Besides extermination, there are a lot of ways you can use to get rid of rats and rodents.

Firstly, rats, just like cockroaches, are attracted to filthy places. So make sure that you are keeping your house as well as your yard clean.

A small brown rodent, a common pest in house, foraging among scattered food debris on the ground.

(Image: DSD14)

Ensure that there isn’t a lot of clutter and garbage outside your house. Check your vents and check that they are sealed so that rats won’t be able to infiltrate the house through these entries.

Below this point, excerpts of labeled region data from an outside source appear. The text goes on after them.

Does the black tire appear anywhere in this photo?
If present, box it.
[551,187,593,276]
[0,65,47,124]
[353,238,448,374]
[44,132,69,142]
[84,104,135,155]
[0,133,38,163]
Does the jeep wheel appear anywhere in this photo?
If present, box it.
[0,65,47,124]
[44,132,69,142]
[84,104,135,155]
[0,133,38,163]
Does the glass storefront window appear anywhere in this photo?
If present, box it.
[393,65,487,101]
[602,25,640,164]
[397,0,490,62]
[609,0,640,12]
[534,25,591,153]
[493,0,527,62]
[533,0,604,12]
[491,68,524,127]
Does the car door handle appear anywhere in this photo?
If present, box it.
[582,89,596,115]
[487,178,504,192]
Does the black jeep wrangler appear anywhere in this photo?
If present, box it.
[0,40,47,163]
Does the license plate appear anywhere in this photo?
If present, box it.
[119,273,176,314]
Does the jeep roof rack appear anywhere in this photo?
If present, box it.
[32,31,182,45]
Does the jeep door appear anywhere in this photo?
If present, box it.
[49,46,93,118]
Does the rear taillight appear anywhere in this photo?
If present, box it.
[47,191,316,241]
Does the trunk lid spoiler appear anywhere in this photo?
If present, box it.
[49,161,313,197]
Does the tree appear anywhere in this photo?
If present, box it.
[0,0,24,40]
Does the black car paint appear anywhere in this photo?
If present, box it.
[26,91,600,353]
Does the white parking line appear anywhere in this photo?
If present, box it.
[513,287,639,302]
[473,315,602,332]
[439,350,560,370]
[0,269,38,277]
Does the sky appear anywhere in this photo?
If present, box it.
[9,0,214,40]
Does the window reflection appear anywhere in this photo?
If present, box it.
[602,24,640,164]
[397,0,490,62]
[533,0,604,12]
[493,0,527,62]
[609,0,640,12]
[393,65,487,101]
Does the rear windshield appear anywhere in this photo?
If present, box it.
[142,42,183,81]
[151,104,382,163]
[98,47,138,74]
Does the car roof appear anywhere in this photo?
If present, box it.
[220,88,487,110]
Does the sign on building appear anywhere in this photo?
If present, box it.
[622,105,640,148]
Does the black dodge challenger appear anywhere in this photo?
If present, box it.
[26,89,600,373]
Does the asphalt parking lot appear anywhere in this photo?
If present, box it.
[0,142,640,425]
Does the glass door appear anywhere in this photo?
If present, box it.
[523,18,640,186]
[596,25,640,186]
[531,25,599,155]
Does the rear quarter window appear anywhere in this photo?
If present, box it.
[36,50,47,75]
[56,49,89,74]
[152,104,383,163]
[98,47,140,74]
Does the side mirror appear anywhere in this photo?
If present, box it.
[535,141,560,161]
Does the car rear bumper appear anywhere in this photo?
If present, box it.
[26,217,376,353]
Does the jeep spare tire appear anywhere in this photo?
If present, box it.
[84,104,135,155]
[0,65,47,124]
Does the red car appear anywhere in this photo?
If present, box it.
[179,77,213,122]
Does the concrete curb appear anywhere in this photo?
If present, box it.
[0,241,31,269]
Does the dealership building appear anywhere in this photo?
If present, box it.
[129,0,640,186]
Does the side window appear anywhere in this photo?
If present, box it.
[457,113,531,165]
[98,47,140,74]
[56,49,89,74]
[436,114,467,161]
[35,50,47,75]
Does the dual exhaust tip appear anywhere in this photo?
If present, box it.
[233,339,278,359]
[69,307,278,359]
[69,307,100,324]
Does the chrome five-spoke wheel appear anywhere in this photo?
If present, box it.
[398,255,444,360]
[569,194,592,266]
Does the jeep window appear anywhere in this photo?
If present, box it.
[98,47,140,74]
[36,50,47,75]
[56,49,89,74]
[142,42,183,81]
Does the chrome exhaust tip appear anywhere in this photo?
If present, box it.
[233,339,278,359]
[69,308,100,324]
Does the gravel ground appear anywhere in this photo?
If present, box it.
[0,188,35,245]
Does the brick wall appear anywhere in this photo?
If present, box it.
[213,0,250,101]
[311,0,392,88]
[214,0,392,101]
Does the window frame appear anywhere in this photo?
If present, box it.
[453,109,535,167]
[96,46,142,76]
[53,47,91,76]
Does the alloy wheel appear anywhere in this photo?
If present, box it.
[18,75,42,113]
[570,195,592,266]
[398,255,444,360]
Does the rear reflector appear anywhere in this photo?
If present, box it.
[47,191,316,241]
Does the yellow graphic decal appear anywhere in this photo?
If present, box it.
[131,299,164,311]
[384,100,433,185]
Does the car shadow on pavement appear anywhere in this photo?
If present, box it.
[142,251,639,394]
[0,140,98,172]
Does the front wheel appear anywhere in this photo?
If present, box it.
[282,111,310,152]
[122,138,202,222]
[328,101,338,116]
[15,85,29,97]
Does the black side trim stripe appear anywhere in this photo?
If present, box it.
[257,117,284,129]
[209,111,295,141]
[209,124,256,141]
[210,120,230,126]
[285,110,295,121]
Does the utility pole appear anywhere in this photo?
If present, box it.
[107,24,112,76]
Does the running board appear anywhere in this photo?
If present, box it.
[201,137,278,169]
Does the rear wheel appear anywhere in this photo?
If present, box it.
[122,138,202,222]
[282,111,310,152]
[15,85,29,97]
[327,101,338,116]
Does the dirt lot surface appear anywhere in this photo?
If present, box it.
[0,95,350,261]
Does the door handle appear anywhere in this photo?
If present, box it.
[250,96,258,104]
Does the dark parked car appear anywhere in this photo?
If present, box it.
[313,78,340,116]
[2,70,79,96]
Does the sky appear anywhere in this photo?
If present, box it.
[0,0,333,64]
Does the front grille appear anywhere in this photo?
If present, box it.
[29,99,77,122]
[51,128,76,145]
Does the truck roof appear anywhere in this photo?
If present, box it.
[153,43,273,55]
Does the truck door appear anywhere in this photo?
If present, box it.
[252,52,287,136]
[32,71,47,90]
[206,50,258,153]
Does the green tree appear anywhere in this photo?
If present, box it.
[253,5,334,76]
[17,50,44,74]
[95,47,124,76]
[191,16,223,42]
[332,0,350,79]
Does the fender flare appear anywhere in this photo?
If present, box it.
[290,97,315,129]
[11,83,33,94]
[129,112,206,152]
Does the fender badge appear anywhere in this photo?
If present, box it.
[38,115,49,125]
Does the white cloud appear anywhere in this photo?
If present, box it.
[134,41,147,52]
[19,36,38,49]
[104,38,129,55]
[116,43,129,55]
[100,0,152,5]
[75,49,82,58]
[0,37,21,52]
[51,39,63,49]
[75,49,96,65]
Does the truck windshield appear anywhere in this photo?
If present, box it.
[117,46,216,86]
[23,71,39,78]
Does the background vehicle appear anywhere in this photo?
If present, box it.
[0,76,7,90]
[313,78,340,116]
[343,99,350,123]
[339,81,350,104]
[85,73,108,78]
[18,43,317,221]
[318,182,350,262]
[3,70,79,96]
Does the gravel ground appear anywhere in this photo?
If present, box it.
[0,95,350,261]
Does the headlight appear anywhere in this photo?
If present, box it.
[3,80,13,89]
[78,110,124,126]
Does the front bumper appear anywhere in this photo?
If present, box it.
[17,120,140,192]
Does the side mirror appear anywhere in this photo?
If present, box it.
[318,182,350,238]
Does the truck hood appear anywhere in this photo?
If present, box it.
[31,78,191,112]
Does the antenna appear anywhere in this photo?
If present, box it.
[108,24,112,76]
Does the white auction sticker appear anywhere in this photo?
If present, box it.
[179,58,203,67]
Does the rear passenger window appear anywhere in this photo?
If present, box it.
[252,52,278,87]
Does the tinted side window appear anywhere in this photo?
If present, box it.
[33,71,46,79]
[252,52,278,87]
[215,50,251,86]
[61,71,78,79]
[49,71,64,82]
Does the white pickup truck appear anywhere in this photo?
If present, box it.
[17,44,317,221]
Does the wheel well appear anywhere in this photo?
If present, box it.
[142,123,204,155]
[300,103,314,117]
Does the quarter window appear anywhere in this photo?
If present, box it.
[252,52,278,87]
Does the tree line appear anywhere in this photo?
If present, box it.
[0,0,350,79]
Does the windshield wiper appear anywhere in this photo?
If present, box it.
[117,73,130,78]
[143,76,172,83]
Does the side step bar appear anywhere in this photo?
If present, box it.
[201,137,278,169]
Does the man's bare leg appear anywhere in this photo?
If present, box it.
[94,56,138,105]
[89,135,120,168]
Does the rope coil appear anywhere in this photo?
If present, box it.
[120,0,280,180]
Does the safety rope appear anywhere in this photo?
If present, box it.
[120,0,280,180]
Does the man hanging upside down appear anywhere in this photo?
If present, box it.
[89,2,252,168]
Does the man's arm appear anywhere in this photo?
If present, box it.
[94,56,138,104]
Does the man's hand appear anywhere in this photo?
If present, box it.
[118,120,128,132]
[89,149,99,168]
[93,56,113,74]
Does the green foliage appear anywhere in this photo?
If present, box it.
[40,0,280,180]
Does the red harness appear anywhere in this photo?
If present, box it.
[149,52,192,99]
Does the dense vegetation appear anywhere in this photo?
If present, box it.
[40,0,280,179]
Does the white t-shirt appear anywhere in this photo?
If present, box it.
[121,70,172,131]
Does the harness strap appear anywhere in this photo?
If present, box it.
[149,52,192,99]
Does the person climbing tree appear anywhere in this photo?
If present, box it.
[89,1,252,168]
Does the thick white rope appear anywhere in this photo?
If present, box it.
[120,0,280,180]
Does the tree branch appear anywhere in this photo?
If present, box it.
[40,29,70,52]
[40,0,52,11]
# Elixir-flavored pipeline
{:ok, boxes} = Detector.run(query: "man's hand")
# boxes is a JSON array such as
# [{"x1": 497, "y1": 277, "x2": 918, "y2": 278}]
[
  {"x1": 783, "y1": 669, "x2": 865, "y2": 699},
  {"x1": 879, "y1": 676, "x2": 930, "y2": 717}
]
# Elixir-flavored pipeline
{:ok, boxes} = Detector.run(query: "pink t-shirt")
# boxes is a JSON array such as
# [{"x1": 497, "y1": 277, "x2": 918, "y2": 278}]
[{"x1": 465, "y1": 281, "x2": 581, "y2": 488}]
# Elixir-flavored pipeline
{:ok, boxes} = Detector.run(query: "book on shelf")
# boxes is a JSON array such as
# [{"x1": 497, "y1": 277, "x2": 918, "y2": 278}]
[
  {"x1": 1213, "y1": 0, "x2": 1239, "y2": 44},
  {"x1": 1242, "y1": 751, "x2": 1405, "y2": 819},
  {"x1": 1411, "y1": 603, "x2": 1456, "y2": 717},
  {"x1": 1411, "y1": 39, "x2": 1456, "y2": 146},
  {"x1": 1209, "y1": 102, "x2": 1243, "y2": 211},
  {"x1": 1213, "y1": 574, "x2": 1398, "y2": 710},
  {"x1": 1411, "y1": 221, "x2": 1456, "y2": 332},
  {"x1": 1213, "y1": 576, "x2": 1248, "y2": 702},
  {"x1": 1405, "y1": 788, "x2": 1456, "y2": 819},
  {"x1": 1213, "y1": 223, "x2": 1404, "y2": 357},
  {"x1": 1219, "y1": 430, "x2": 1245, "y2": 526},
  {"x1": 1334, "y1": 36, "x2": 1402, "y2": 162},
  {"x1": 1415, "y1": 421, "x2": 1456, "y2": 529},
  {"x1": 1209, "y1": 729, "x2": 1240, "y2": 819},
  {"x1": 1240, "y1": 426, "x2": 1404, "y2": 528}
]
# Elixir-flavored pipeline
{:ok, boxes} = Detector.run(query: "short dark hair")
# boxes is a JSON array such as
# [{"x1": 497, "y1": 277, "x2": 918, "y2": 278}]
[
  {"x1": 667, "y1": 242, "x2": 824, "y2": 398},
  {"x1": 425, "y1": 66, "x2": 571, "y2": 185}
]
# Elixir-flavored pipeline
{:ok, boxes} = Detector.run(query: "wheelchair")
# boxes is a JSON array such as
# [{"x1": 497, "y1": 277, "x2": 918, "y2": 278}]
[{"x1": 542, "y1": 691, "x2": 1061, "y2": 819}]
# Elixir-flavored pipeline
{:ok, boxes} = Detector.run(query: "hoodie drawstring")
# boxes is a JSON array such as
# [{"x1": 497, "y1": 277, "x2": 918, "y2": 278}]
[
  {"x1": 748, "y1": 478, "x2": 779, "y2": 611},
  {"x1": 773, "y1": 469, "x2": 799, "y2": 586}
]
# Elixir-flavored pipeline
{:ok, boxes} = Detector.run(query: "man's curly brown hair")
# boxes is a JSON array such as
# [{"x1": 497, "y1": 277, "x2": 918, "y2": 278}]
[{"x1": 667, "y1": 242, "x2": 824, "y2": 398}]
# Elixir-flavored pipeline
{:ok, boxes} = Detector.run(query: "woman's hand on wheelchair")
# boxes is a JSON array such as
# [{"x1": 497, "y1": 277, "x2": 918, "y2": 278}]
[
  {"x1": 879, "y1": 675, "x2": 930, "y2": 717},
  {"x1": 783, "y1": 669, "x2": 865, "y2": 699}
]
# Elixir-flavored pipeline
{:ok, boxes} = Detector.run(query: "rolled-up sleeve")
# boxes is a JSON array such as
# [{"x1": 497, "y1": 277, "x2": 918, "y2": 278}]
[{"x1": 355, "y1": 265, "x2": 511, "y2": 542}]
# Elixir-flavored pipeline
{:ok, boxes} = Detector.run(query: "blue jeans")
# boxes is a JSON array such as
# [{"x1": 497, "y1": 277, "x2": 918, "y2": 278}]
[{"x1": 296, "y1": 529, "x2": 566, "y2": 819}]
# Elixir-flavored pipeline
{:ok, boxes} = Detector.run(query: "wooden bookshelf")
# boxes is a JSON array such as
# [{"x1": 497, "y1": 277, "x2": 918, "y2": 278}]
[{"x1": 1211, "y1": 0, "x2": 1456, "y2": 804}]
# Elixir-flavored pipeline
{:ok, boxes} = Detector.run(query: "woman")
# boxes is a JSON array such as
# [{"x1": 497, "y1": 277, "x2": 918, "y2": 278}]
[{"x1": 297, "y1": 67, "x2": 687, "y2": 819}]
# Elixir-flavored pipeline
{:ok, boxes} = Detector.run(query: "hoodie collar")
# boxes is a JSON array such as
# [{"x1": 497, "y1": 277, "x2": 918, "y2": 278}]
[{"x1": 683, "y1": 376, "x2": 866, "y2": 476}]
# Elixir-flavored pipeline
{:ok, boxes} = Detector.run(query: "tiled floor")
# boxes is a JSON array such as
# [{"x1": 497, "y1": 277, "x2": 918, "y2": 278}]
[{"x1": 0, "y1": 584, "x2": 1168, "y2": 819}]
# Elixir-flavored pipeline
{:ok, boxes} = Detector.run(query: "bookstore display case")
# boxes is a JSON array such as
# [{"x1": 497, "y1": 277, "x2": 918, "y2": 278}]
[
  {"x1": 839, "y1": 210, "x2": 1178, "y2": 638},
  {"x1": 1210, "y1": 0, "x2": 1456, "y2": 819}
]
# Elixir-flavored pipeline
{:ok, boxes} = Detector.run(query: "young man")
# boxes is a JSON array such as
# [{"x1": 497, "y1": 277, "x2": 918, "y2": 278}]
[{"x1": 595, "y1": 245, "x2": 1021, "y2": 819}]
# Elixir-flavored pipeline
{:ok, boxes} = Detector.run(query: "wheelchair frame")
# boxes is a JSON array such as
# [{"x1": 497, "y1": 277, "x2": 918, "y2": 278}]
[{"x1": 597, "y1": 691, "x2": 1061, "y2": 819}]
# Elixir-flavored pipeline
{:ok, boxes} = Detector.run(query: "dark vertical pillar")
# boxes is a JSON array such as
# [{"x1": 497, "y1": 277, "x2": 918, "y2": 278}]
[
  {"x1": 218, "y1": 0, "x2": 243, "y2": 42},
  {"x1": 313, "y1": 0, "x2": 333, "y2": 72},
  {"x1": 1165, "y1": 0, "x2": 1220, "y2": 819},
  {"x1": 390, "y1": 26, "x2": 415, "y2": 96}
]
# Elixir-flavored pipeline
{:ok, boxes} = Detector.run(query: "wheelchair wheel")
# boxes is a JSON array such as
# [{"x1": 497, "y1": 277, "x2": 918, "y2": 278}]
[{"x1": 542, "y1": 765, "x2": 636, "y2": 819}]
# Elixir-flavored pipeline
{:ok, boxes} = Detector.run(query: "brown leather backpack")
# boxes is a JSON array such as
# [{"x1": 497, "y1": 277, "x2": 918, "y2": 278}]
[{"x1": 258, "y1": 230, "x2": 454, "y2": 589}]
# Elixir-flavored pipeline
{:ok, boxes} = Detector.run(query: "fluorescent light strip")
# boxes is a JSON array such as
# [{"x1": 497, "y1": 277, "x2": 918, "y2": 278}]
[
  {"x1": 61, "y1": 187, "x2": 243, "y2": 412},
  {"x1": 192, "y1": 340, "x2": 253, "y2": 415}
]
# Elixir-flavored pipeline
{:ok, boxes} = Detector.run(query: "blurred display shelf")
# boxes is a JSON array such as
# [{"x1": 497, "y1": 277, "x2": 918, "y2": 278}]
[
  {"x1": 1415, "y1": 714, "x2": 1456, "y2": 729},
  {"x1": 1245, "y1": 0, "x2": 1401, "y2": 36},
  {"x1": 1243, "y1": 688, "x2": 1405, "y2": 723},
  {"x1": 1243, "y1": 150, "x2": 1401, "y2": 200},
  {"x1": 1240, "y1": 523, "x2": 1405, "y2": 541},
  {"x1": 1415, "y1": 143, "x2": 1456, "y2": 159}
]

Before you sleep, remove all the food sources from exposed surfaces. You can also introduce some predators into the environment.

Get a cat and see if this will work in chasing the rats away from your property. H-traps are also effective, however, you will have to be extremely smart about how you are setting out these traps.

Make sure that you leave the trap out in the sun to get rid of the new smell, and wear gloves to remove your smell from the trap as well.

You can use both snap traps and electronic traps to catch the rats.

A lot of electronic traps have a shock feature which makes the rats immobile as soon as they enter the trap. Snap traps will usually catch them without killing them.

Pest infestations can be frustrating and sometimes costly. This is why there are state rules and implied warranties of habitability that require landlords to provide tenants with a livable pest-free house.

While pest control is the landlord’s responsibility, tenants are also obligated to inform homeowners about the issue on time. Through mutual cooperation, the problem can be solved by simply arranging an exterminator and taking responsibility according to the state laws and tenancy agreements.

Hopefully the question, is landlord responsible for pest control, won’t have to be taken up in court and all parties will do their part to resolve the problem.4

Frequently Asked Questions About Is Landlord Responsible for Pest Control

Who Is Responsible for Pest Control?

This can vary based on your state, rental agreement, and the cause of the problem. However, more often, the landlord is considered liable for an infestation.

What Are the Laws on Pest Control?

These vary by state, but the most important thing to remember is the “Warranty of Habitability.” It means that the landlord is required to keep the property habitable and this usually includes an obligation to deal with pests.

How Do I Get Rid of Pests?

There are many ways, however, it is recommended to research and attempt natural solutions before calling an exterminator. Exterminators are expensive and will often use toxic chemicals in the house which pose their own health risks.